The main problem with Walked is the characters are paper-thin. Though he has no redeeming personal qualities we can’t help but respect the bad guy’s skills and smarts. After all, he stays one or two steps ahead of the entire police force without anyone’s help. The cop killer Roy Martin (Richard Basehart) is based on Erwin “Machine Gun” Walker, but essentially all we learn about him is he’s a detached, paranoid, alienated, disenchanted WWII veteran whose only relationship is with a dog. He’s an electronics wizard and someone that certainly doesn’t have to rob and kill, but like the cops all we see him doing is his job.
Alfred L. Werker was replaced a few weeks into production. Though he still receives directorial credit, it’s clear from watching Railroaded!, T-Men and Raw Deal that the film belongs to Mann’s series of crime noirs. Though John C. Higgins contributed the script to all four, it’s first and foremost the composition and chiaroscuro camerawork of John Alton, who lensed the final three, that indicate Mann’s direction.

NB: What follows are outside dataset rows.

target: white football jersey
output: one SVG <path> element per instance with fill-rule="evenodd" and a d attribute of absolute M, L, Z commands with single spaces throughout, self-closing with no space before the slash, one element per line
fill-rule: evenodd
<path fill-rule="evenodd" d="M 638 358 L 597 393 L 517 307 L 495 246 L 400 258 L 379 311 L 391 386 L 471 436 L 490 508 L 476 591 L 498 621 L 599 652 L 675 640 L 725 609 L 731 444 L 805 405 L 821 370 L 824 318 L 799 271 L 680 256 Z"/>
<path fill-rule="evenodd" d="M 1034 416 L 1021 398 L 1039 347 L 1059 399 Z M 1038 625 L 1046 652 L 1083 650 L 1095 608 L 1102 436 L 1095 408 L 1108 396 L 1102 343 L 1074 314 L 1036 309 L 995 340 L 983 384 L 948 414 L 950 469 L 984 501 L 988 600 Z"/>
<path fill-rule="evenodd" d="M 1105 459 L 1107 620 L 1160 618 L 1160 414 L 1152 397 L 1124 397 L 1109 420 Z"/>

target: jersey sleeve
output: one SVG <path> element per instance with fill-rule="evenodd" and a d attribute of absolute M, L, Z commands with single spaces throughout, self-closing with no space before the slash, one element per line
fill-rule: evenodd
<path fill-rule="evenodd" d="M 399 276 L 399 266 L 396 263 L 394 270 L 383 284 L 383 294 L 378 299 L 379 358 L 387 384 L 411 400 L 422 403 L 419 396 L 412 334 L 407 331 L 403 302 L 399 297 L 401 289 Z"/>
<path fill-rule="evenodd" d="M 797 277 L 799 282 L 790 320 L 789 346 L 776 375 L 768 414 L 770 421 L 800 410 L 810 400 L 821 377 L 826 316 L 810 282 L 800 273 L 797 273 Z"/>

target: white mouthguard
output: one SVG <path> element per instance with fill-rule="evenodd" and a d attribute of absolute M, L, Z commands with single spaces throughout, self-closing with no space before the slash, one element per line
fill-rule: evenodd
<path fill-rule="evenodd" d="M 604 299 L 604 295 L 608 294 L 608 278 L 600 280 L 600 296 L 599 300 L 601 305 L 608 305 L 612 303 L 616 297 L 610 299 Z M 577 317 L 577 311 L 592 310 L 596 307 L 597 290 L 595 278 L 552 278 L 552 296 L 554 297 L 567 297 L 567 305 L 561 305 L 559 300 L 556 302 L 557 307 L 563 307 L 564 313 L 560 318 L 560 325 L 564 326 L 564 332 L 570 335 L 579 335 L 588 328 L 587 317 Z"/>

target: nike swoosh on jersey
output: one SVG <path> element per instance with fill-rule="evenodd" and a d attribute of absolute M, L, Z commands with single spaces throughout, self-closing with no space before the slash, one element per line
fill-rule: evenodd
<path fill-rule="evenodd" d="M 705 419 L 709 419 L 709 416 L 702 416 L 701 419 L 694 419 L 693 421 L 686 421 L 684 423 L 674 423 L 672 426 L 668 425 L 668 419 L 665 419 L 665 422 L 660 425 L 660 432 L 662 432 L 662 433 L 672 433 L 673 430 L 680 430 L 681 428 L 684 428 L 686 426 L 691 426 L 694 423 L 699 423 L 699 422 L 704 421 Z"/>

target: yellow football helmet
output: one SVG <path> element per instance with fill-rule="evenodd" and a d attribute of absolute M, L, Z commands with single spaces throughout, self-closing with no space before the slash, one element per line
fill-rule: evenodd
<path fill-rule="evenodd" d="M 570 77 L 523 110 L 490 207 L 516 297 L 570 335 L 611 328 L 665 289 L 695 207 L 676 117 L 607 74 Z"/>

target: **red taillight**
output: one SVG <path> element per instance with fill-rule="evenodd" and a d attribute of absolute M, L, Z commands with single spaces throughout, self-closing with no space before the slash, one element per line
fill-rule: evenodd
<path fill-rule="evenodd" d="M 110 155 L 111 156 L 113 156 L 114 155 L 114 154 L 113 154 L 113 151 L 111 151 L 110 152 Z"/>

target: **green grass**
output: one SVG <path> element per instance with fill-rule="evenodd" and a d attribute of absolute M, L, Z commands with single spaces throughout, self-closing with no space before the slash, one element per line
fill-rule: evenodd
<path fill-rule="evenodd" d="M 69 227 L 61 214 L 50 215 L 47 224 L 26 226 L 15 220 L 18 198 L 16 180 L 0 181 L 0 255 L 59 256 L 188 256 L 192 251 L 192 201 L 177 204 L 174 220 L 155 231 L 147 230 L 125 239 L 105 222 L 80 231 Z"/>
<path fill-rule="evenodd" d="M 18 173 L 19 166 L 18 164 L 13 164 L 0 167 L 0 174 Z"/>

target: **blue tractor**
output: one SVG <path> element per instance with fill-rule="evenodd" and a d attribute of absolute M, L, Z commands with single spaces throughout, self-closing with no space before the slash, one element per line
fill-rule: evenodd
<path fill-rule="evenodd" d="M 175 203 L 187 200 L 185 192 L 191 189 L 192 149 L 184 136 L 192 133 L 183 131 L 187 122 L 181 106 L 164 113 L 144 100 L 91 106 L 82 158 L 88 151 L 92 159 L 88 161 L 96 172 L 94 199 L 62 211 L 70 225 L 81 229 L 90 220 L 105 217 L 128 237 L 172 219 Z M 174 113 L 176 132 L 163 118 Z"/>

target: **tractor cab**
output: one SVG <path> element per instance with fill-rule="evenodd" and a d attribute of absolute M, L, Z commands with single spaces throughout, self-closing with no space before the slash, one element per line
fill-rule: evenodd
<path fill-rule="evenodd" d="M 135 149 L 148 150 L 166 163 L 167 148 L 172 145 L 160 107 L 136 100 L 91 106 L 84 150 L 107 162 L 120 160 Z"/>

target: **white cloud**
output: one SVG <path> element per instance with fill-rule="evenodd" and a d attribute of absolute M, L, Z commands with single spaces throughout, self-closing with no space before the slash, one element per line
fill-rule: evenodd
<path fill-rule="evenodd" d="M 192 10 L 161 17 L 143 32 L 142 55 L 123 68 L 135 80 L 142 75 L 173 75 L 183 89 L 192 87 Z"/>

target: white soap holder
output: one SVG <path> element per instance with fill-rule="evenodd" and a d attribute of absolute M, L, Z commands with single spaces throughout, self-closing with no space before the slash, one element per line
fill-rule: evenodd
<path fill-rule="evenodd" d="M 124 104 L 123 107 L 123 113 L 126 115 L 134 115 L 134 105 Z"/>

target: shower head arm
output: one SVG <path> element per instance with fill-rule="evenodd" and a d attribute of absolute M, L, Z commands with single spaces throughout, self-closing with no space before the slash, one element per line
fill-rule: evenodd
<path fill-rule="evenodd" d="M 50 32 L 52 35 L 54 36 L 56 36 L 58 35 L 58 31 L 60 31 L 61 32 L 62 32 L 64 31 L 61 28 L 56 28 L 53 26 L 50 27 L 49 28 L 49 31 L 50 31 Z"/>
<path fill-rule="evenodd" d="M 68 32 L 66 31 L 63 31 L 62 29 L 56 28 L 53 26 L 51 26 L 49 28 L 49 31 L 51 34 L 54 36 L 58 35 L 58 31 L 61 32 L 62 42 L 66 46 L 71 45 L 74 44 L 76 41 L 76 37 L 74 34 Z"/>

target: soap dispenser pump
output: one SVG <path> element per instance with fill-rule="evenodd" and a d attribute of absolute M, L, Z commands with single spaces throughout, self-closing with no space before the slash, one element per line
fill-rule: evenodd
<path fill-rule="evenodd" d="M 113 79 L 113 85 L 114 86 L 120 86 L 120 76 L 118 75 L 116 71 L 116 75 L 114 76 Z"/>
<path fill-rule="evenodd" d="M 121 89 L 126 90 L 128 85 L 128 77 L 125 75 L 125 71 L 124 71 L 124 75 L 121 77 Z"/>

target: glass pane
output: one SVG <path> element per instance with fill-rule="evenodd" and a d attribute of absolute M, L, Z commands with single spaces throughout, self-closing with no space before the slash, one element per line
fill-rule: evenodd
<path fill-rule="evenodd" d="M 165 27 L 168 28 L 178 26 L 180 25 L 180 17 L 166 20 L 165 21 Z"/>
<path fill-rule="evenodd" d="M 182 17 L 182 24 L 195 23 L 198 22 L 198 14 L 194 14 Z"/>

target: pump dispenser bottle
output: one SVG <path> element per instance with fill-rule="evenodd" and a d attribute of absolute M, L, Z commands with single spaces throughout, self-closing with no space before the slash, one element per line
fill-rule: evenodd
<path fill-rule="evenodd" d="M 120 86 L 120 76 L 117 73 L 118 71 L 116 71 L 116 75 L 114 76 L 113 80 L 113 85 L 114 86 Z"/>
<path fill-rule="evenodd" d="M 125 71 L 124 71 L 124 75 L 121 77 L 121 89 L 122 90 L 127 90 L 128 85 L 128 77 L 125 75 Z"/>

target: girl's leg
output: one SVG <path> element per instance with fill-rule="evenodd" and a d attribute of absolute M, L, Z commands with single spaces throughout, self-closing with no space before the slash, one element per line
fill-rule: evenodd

The final scene where Roy tries once again to utilize the miles of storm drain tunnels under Los Angeles to escape the police is one of the all time greats. The fact that it’s not only superior to the tunnel chase in The Third Man, but filmed a year prior to Carol Reed’s masterpiece should tell you something about the visuals the Mann and Alton combo deliver. The scene emphasizes the many fine qualities of Mann’s crime noirs, it’s tense, suspenseful, claustrophobic, mazelike, and brilliantly lit (largely by the flashlights the cops are carrying). He Walked by Night isn’t Mann’s deepest film, that would be The Naked Spur. You could easily argue that T-Men or Raw Deal were visually better; I think the composition is more carefully constructed in Walked but there aren’t as many scenes that lend themselves to flashiness. Perhaps the film looks better when compared to everything else rather than Mann’s own work, as I’d gladly stack this up against any police procedural America ever produced.